Sumstats QC filtering

76 views
Skip to first unread message

Daniel Rosoff

unread,
Apr 18, 2023, 6:47:52 PM4/18/23
to Genomic SEM Users
Another question that has just come up.  In the sumstats log prior to multivariate common factor analysis, the numbers don't seem to add up - but maybe there are QC deletions not mentioned or some mentioned are duplicated.  I am mostly concerned about number of SNPs remaining in final multivariate file exceeding SNPs remaining in one of the GWAS.  Actually, I see that  my GSEM common factor projects done earlier than last 2 months actually tally correctly, but not those done recently: 

Preparing summary statistics for file: logTGeas.txt
Interpreting the SNP column as the SNP column.
Interpreting the A1 column as the A1 column.
Interpreting the A2 column as the A2 column.
Interpreting the BETA column as the effect column.
Interpreting the P column as the P column.
Interpreting the N column as the N column.
Interpreting the MAF column as the MAF column.
Interpreting the SE column as the SE column.
73890 rows were removed from the logTGeas.txt summary statistics file due to entries that were duplicated across rsID, A1, and A2.
Merging file: logTGeas.txt with the reference file: ref.1000G.EAS.0.005.nox.txt
15181672 rows present in the full logTGeas.txt summary statistics file.
6832347 rows were removed from the logTGeas.txt summary statistics file as the rsIDs for these SNPs were not present in the reference file.
The effect column was determined NOT to be coded as an odds ratio (OR) for the logTGeas.txt summary statistics file based on the median of the effect column being close to 0.
352107 row(s) were removed from thelogTGeas.txt summary statistics file due to the effect allele (A1) column not matching A1 or A2 in the reference file.
435334 row(s) were removed from the logTGeas.txt summary statistics file due to the other allele (A2) column not matching A1 or A2 in the reference file.
No INFO column, cannot filter on INFO, which may influence results
7558217 SNPs are left in the summary statistics file logTGeas.txt after QC and merging with the reference file
.

As for the GWAS with fewer left than in multivariate file:

...
7113128 SNPs are left in the summary statistics file Feasrevised.txt after QC and merging with the reference file.

But
After merging across all summary statistics using listwise deletion, performing QC, and merging with the reference file, there are 7147787 SNPs left in the final multivariate summary statistics file

Thanks for your help!   Dan

agro...@gmail.com

unread,
Apr 19, 2023, 3:12:56 PM4/19/23
to Genomic SEM Users
Do you have any duplicate rsIDs in the final sumstats output file? It could be that one of your input files has multi-allelic variants as sumstats currently only prunes out rows that are duplicated across rsID, A2, and A2 that is then causing the total number of rows to increase when merged by rsID. 

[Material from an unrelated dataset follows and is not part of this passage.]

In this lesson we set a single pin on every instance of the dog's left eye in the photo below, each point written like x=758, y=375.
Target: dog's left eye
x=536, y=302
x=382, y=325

If that turns out to be the problem I'll put in an update, if not I can think more on this. 

Daniel Rosoff

unread,
Apr 20, 2023, 12:38:42 PM4/20/23
to Genomic SEM Users
Yes, there were duplicates in the final sumstats output file.  As regards EAS populations, I used the 1000G East Asian reference panel from FUMA, but unlike the EUR, there are duplicated variants, same SNPid, different alleles, different MAFs.  which should come out in the wash but don't because both may also in the East Asian GWASs.  So here is my final sumstats (one variant), with duplicate problem compounded over 3 factors:

             SNP CHR       BP       MAF A1 A2 beta.FIeasRev se.FIeasRev beta.logTGeasRev
1168 rs141222684  21 15209936 0.2519841  A  C  -0.005849399  0.01606635      0.004889387
1169 rs141222684  21 15209936 0.2519841  A  C  -0.005849399  0.01606635      0.004889387
1170 rs141222684  21 15209936 0.2519841  A  C  -0.005849399  0.01606635     -0.021940527
1171 rs141222684  21 15209936 0.2519841  A  C  -0.005849399  0.01606635     -0.021940527
1172 rs141222684  21 15209936 0.2212302  T  C  -0.005849399  0.01606635      0.004889387
1173 rs141222684  21 15209936 0.2212302  T  C  -0.005849399  0.01606635      0.004889387
1174 rs141222684  21 15209936 0.2212302  T  C  -0.005849399  0.01606635     -0.021940527
1175 rs141222684  21 15209936 0.2212302  T  C  -0.005849399  0.01606635     -0.021940527
     se.logTGeasRev beta.HDLReasRev se.HDLReasRev
1168    0.006970045    -0.001302549   0.006934257
1169    0.006970045     0.008682679   0.011268806
1170    0.011115659    -0.001302549   0.006934257
1171    0.011115659     0.008682679   0.011268806
1172    0.006970045    -0.001302549   0.006934257
1173    0.006970045     0.008682679   0.011268806
1174    0.011115659    -0.001302549   0.006934257
1175    0.011115659     0.008682679   0.011268806

That is one problem - 2 variants in 1000G East Asian reference, found also in the 3 East Asian GWASs filtered on the 1000G East Asian. Not sure what to do with this -  only 2 rows are correct and I don't know which 2 - if final sumstats file is constructed by merging QCed input files on just SNP, then I get the 8 lines for 2 SNPs, as opposed to merging QCed input files on SNP, A1 and A2.  I am not sure what to do here, because there are 44000+ rows of duplicated SNPs.  (All 8 lines then are carried forward to the commonfactor function.)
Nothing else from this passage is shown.